Chapter 1 is an introduction and outline and discusses the context: reducing birthrate and increasing longevity, leading to more elderly people dependent on fewer younger people. Chapter 2 employs economic models to explore population growth, age structure, and social expenditure; chapter 3 uses Australia as an example to discuss the effects on projections of assumptions about real spending growth, productivity growth, unemployment, and labour market participation rates; and chapter 4 shows how immigration growth reduces considerably the proportion of elderly people in the population.

In chapter 5 Creedy begins his discussion of pensions and their financing by studying the variety of options available to governments; chapter 6 compares private savings and social transfers using a complex model which takes account of increasing longevity and changes in labour supply; chapter 7 studies state schemes and the ability to contract out of them; and chapter 8 finds that an earnings-related component creates positive employment incentives and raises average earnings compared to a flat-rate pension, but also that a flat-rate pension scheme can achieve higher social utility curves.

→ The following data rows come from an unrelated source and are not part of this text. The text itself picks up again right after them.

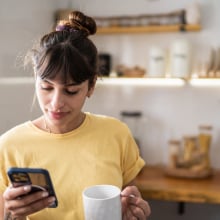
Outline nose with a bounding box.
[50,90,65,110]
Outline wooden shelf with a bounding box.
[96,77,220,87]
[96,77,185,86]
[97,24,201,34]
[134,165,220,204]
[1,77,220,87]
[55,9,201,34]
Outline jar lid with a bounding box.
[120,111,142,117]
[183,135,197,140]
[169,140,181,145]
[199,125,212,130]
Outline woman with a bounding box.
[0,11,150,220]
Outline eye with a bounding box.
[40,85,53,91]
[39,81,53,91]
[65,90,79,95]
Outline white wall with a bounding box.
[84,83,220,168]
[1,0,220,220]
[81,0,220,168]
[0,0,58,77]
[0,80,41,133]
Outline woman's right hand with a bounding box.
[3,185,56,219]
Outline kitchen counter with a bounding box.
[134,165,220,213]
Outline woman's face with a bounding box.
[35,76,94,133]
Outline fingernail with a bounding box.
[48,197,56,203]
[120,194,136,198]
[24,185,31,191]
[48,201,56,208]
[42,191,49,197]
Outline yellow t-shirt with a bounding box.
[0,113,145,220]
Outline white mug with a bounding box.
[82,184,122,220]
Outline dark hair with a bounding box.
[29,11,98,88]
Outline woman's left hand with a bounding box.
[121,185,151,220]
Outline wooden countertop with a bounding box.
[134,165,220,204]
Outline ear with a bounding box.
[87,78,97,98]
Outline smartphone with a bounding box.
[7,167,58,208]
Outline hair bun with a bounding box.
[68,11,97,36]
[56,20,71,31]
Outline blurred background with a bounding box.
[1,0,220,219]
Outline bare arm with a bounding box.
[0,195,4,220]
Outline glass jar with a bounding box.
[198,125,212,168]
[198,125,212,152]
[183,135,197,162]
[120,111,143,150]
[168,139,181,168]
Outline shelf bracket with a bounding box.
[177,201,185,215]
[179,25,186,32]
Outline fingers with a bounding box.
[3,185,56,218]
[8,194,55,218]
[130,198,151,219]
[121,185,141,198]
[3,185,32,200]
[123,196,148,220]
[123,208,138,220]
[121,186,151,220]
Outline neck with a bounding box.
[44,117,51,133]
[43,112,85,134]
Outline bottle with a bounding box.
[169,39,192,79]
[148,46,167,77]
[168,139,181,168]
[169,139,181,168]
[183,135,197,163]
[98,53,112,76]
[198,125,212,168]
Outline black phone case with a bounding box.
[7,167,58,208]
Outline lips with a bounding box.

Chapter 9 studies the wage-pension trade-off under a variety of pension schemes and discovers a rather complex picture; and chapter 10 begins the author’s discussion of lifetime simulation models and finds that means-tested and universal systems result in similar lifetime inequalities, which means that removing the complexity of means-testing would not create greater inequality. Chapter 11 shows that means-tested state pension systems are a relative disincentive to private pension saving and that a universal scheme would make less optimal the kind of working age behaviour which results in lower retirement incomes. Similarly, chapter 12 finds that a universal pension would make optimal a higher retirement age than does a means-tested pension.

The author’s careful use of relatively simple economic models builds a strong case for a universal pension. Given the importance of pensions in relation to social welfare, employment incentives, savings incentives, tax rates, and much else, it really is essential that the work of the Pensions Commission continues, and equally essential that this book is on its members’ reading list.